“When I returned to work [after I was raped] and was on the elevator with people I knew—I felt like I had a scarlet ‘R’ in the middle of my forehead. I felt branded by my assault and was confident that my scarlet R was all they saw.” (Source: Putting the Focus on Victims)
Stigma, simply defined, is a mark of disgrace. Yet this doesn’t tell the whole story. Not nearly.
Stigma can be overwhelmingly oppressive. It can squeeze the breath out of you, bring debilitating anxiety, cause you to see yourself differently and feel like others will never look at you the same way again. It engenders feelings of shame, self-blame, worthlessness, and intense fear, all of which conspire to force you into silence, even perhaps toward those to whom you thought you could tell your deepest, darkest secrets.
This internalized shame appears to come from within, but it actually comes from years of existence in the external world. It comes from a culture’s common knowledge that masquerades as truth – for instance, that people “allow” themselves to be victims or that a woman’s worth is tied to her sexual “purity.”
Stigma says nothing about an individual, rather it is a mirror that reflects our culture and its norms – those collective expectations we hold for ourselves and others. When an individual experiences stigma associated with sexual violence, it must be viewed as the mark of a culture in which vulnerability is more shameful than committing violence, as is true in our culture. This is why we admonish people for their nonviolent behaviors rather than working to challenge violence and dominance as cultural norms. We shame victims for what they were wearing, how they were dancing, what they were drinking, where they were walking, or why they didn’t lock the deadbolt. We conveniently forget that a person is only “vulnerable” when there is a violent threat present. We ignore the violent threat and focus on the vulnerability.
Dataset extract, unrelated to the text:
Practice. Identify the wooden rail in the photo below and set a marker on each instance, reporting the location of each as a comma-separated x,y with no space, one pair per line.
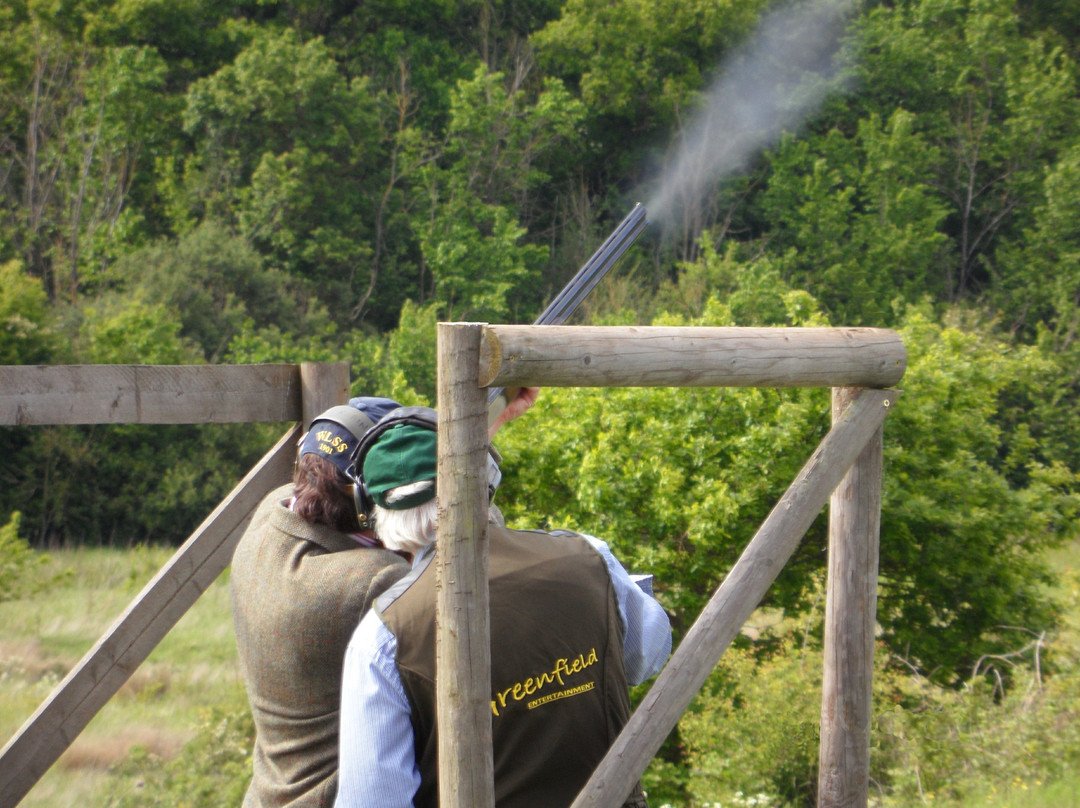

Survivors of sexual violence experience trauma from the violation itself, yet many will experience greater trauma in its aftermath. The stigma of sexual violence magnifies any other stigma associated with an individual. Offenders often target victims who they know can be easily stigmatized in our culture, such as women, girls, gay or gender nonconforming men, trans people, substance abusers, sex workers, homeless individuals, and people who are chronically mentally ill. Women are vengeful liars, adolescent and teen girls are fair game, gay men and trans people ask to be raped, sex workers can’t be raped…these are only a few of the pervasive myths that condemn survivors to repeated re-traumatization by keeping us focused on what the victim did (violated social norms) rather than on what the offender did (violated law and another human being).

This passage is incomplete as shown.